Carlo è stato grande, esemplare, coraggioso. Avevo raccolto le sue ultime confidenze in una lunga intervista a fine luglio in cui aveva sfoggiato una memoria da mettere invidia, con precisione di riferimenti, date, luoghi, confidenze, e una notevole lucidità di giudizio. Sapevamo entrambi che si avvicinava “l’ultimo giro di giostra”, per dirla con uno che Carlo aveva frequentato molto prima di me, sui molti fronti della guerra in Vietnam: Tiziano Terzani, per il quale aveva un’ammirazione unica. Lo collocava nella ristretta costellazione dei migliori inviati di guerra.
Sull’arco di tre intense ore, Carlo – davanti a una “Schwepps” e all’immancabile pacchetto di sigarette («però adesso ne fumo meno», ci tenne a precisare) si è voluto raccontare come azionando la moviola sulla sua vita, sul suo lavoro, sui suoi maestri. Lo ha fatto consapevole che stava scrivendo il suo testamento professionale, momento per il quale volle un amico di lungo cammino umano condiviso, spesso con Leo.

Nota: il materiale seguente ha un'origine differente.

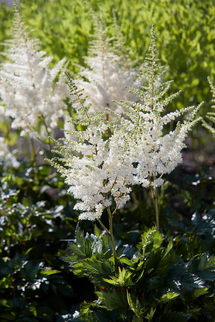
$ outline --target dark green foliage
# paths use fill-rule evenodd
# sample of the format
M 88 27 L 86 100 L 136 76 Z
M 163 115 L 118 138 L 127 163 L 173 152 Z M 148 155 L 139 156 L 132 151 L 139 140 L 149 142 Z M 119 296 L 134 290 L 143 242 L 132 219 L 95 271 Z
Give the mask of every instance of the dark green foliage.
M 55 321 L 80 301 L 59 259 L 66 245 L 60 240 L 73 237 L 72 199 L 47 165 L 0 171 L 0 320 Z M 85 294 L 82 300 L 92 299 Z
M 184 261 L 173 249 L 176 242 L 170 241 L 163 247 L 165 239 L 153 227 L 141 235 L 133 258 L 119 257 L 118 267 L 112 253 L 108 259 L 102 251 L 107 247 L 104 236 L 99 238 L 87 234 L 85 237 L 77 226 L 76 243 L 69 247 L 72 254 L 65 258 L 76 274 L 87 275 L 96 289 L 100 289 L 96 292 L 98 299 L 89 304 L 87 311 L 81 309 L 74 320 L 97 321 L 95 312 L 104 309 L 115 313 L 119 321 L 131 321 L 133 318 L 133 321 L 197 321 L 205 315 L 215 318 L 210 308 L 214 304 L 211 287 L 215 281 L 214 256 L 206 253 Z M 99 251 L 92 251 L 98 240 Z M 80 256 L 78 249 L 84 249 L 88 245 L 92 247 L 87 256 L 84 252 L 85 258 L 84 251 Z M 119 244 L 118 251 L 124 248 Z M 82 270 L 77 270 L 76 265 Z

Carlo era un professionista instancabile, esigente prima di tutto con se stesso. Senza scorciatoie. Quel pomeriggio a Carona ha ripercorso tutto, meticolosamente: dal primo servizio, solo suo, come cameraman in una fattoria d’oltre San Gottardo, all’epica avventura ai mondiali di calcio in Cile nel 1962; dalla trasferta a Buenos Aires per un servizio sui peronisti con un collaterale fuori programma come l’acquisto di un giocatore del Boca Junior da parte del Lugano; dall’odissea nel Vietnam alle interviste con nomi quali Salvador Allende e Frei, Senghor, Mosè Bertoni, Pelè…
Sapeva di cosa parlava ed era giustamente critico: «In passato c’erano più spontaneità, più originalità. Ora è tutto prefabbricato, prevedibile, conformistico. Ma quanti sono rimasti a preoccuparsi della qualità delle immagini?» e aggiungeva: «Come si fa a raccontare la gente se non la incontri? Purtroppo viviamo di un continuo e crescente pigiar su tasti a rincorrere chissà cosa…».
Quello di Carlo è un libro di esperienze che si è chiuso: resta come eredità di memoria e di testimonianza tutto il lavoro di un tempo che oggi pare remoto. Sono pagine di una civiltà che non sapeva ancora di essere globale e che faceva la sua prima timida apparizione nelle case dei ticinesi.